Ewa Winnicka i Magdalena Grzebałkowska wspólnie prowadzą podcast pt. „Jak się starzeć bez godności?”. Wydały również książkę pod tym samym tytułem. Autorki starają się spojrzeć na proces starzenia, jako na kolejny etap życia ze swoimi cieniami, ale i blaskami oraz możliwościami. Przekonują, że jesień życia może być ciekawa i barwna, że jest czas na podróż, miłość, zabawę, korzystanie z uroków, które niesie chwila.
Podczas spotkania czytelnicy poruszyli również tematy związane z innymi książkami autorek: „Rok 1945. Wojna i pokój” (Grzebałkowska), czy „Był sobie chłopczyk” (Winnicka). Jastrzębianie, goszcząc u siebie tak znane reportażystki, nie mogli odmówić sobie pytań związanych z ich najbardziej znanymi książkami. Na zakończenie spotkania panie podpisywały swoją najnowszą publikację oraz inne książki, przyniesione przez wiernych czytelników.
Spotkanie radosne, ale nie można było nie wspomnieć o wcześniejszych reportażach. Na koniec pojawiło się wielkie wzruszenie...Nie zapomnę tego spotkania.
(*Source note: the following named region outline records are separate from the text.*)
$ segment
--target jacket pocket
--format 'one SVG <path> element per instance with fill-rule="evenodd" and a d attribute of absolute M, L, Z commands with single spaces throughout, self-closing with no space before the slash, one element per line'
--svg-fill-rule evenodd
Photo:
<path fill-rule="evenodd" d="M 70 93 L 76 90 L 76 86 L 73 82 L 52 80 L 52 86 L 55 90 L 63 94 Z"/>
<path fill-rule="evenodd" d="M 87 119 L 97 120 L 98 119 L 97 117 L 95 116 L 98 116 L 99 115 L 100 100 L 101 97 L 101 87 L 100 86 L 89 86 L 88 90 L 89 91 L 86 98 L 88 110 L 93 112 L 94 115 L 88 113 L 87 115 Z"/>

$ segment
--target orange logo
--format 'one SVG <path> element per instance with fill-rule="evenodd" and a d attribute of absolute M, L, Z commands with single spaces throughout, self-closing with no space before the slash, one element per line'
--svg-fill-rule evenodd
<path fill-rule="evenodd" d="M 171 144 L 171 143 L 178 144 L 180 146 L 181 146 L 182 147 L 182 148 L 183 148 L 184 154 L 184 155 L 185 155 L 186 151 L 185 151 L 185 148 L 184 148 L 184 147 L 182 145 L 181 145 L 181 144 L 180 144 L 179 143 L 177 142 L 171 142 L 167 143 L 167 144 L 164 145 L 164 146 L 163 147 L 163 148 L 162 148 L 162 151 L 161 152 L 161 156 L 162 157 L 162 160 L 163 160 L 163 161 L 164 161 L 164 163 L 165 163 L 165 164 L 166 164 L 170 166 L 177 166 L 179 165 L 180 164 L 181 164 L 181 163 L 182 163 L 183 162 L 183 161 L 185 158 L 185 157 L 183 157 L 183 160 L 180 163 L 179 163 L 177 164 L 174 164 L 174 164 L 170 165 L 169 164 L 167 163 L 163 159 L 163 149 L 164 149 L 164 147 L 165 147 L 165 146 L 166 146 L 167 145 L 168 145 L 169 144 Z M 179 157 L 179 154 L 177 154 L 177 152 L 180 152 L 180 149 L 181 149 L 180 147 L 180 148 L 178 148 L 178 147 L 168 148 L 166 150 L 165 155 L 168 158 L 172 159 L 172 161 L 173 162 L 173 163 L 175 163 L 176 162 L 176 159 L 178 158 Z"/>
Wyjątkowe spotkanie. Mimo wielkiego dorobku dziennikarskiego, obie panie skromne i naturalne .Pozostawiły mnóstwo pozytywnej energii.
Komentarz został usunięty ponieważ nie jest związany z tematem
Z całym szacunkiem dla p. dyrektor biblioteki i autorki tego artykułu, ale dwukrotne przekręcenie nazwiska pani Magdaleny Grzebałkowskiej, zarówno w zapowiedzi podczas występu na żywo, jak i w tym artykule, to chyba nie pomyłka, tylko ignorancja. Proszę bardziej się przygotować na drugi raz.